Okonkwo in the novel gets embarrassed when he discovered that “agbala” was another name referring to a woman which could farther apply to refer to a man title less when the insult is told to the father. Achebe is capable of maintaining a fair narrative in Things Fall Apart when he stereotypes basing on indigenous titles and relating to Ibo culture instead of stereotypes diminishing to a race (Achebe, 1958). He, however, does not entirely demean women in his essay by successfully creating destructions to avoid racism.
Achebe projects the challenges in the communication between the white colonialists with black women. The white colonialists viewed women to be inferior and primitive that they would not even understand the translation done by the interpreters. “When they had all converged, the white man picked up his speech. He conveyed his message by the aid of an interpreter, Ibo man, albeit the conversation was different and harsh.”(Achebe, 1958)

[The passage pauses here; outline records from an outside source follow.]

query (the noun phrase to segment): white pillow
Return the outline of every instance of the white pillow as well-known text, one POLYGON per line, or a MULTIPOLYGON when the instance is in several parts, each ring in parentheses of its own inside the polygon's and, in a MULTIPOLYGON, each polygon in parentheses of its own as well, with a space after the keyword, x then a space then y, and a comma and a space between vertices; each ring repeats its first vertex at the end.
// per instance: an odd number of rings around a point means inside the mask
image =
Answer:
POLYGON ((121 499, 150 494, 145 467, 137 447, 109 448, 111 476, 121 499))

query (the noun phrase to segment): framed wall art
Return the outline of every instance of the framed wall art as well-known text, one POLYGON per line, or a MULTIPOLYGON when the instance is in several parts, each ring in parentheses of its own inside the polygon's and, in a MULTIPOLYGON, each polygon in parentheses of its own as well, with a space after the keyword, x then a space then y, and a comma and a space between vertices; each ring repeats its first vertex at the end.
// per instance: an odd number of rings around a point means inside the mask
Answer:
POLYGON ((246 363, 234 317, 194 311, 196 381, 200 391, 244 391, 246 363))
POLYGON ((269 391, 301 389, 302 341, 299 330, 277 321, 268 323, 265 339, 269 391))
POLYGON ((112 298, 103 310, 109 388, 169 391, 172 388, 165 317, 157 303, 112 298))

In essence, from both novels, we get a clear picture of racial discrimination against women. In Chimamanda Adichie’s novel, she tends to lean toward feminism clearly asserting how black women experience racial discrimination. On the other hand, as much as Chinua Achebe tends to explain racism discrimination against women, he tries to remain neutral so as not to demean the African black women. From both novels, we get to learn how much discrimination African women experience in life. Therefore, racism is depicted as a negative virtue which is against humanity.